Ma c’è una notizia curiosa, passata sotto silenzio dai media italiani. Divulgata dall’agenzia russa indipendente Interfax, è stata riportata solamente da Giulietto Chiesa con Pandora TV. Il Capo di Stato Maggiore ucraino avrebbe chiesto supporto alla Russia, per l’invio di un gruppo di mediatori nel Donbass. Una forza composta da 70 esperti militari appartenenti a 50 nazionalità che, secondo il Capo di Stato Maggiore russo Gerasimov, assolverebbe insieme all’OSCE il compito di “aiutare le parti in conflitto (…) a trovare soluzioni di compromesso per un allentamento della tensione e il ritiro delle truppe dal fronte. Un controllo “politico”, che riguarderebbe sia il contingente di Kiev, sia le milizie separatiste. Se questa forza di mediazione entrasse in piena funzione, potremmo parlare di resa politica da parte di Kiev. Un paradosso ma pur sempre un’ipotesi ragionevole al pari di altre, specie se si considera la complessità dello scenario geopolitico attuale, con le sue interdipendenze, con la sua compulsiva contraddittorietà che non può essere certo presentata con schematismi semplicistici, magari ispirati alle memorie della Guerra di Spagna o della Guerra Fredda. Il contesto internazionale attuale è caratterizzato da geometrie variabili: quello a cui assistiamo in Ucraina è come minimo un gioco a 3, per non dire a 5 o a 9.
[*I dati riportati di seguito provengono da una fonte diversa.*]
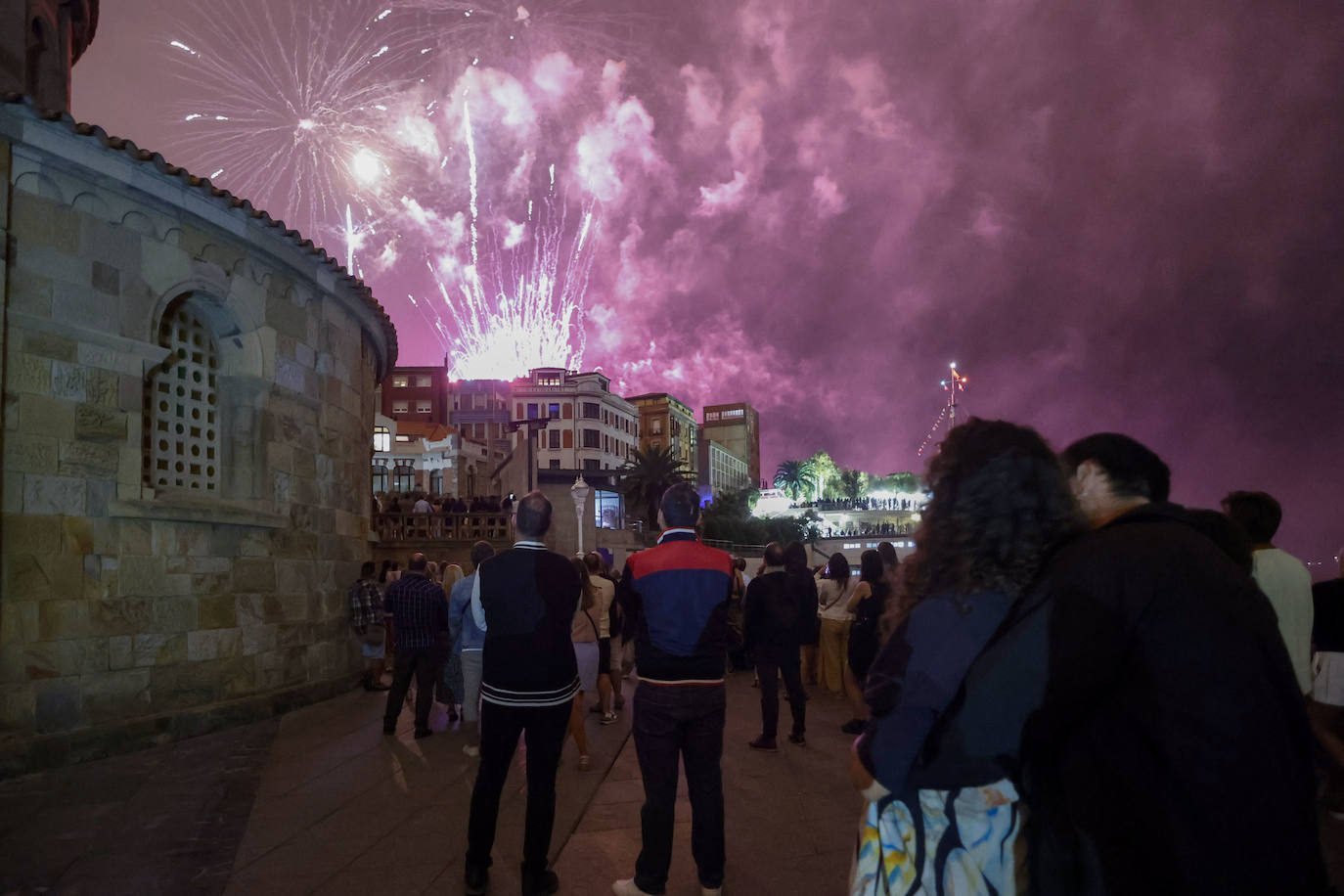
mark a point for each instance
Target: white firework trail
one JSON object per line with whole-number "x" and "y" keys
{"x": 290, "y": 105}
{"x": 523, "y": 306}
Nel frattempo, mentre nel Donbass “non muore più nessuno”, il governo di Kiev continua a perseguire il proprio progetto di rafforzamento delle forze armate, che passate nell’ultimo anno, dalle 130.000 alle 230.000 unità, dovrebbero raggiungere presto le 250.000. Con quali fondi, non è un problema che Kiev sembra porsi. Ad un passo dalla bancarotta, potrà potrà contare sull’UE e sul FMI. Per ora, a giustificare le spese, pare basti vantare l’appoggio virtuale dei Democratici del Senato statunitense, i quali hanno sottoscritto un disegno di legge che prevede l’invio di aiuti e armamenti all’Ucraina. Una storia giù sentita, che in realtà ribadisce il sostanziale disimpegno americano, dopo l’accensione della miccia di Maidan. E si tratta di un disimpegno destinato ad aumentare, specialmente se le spinte isolazioniste del Tea Party inizieranno ad imporsi nella maggioranza repubblicana. Sebbene la tregua sembra essere stata finalmente posta in essere, non sono poche le variabili che ne potrebbero inficiare sia la durata che il rafforzamento. I punti del contendere restano sempre gli stessi, non si scorge un futuro per l’Ucraina e la matassa sembra ancora lungi dall’essere dipanata.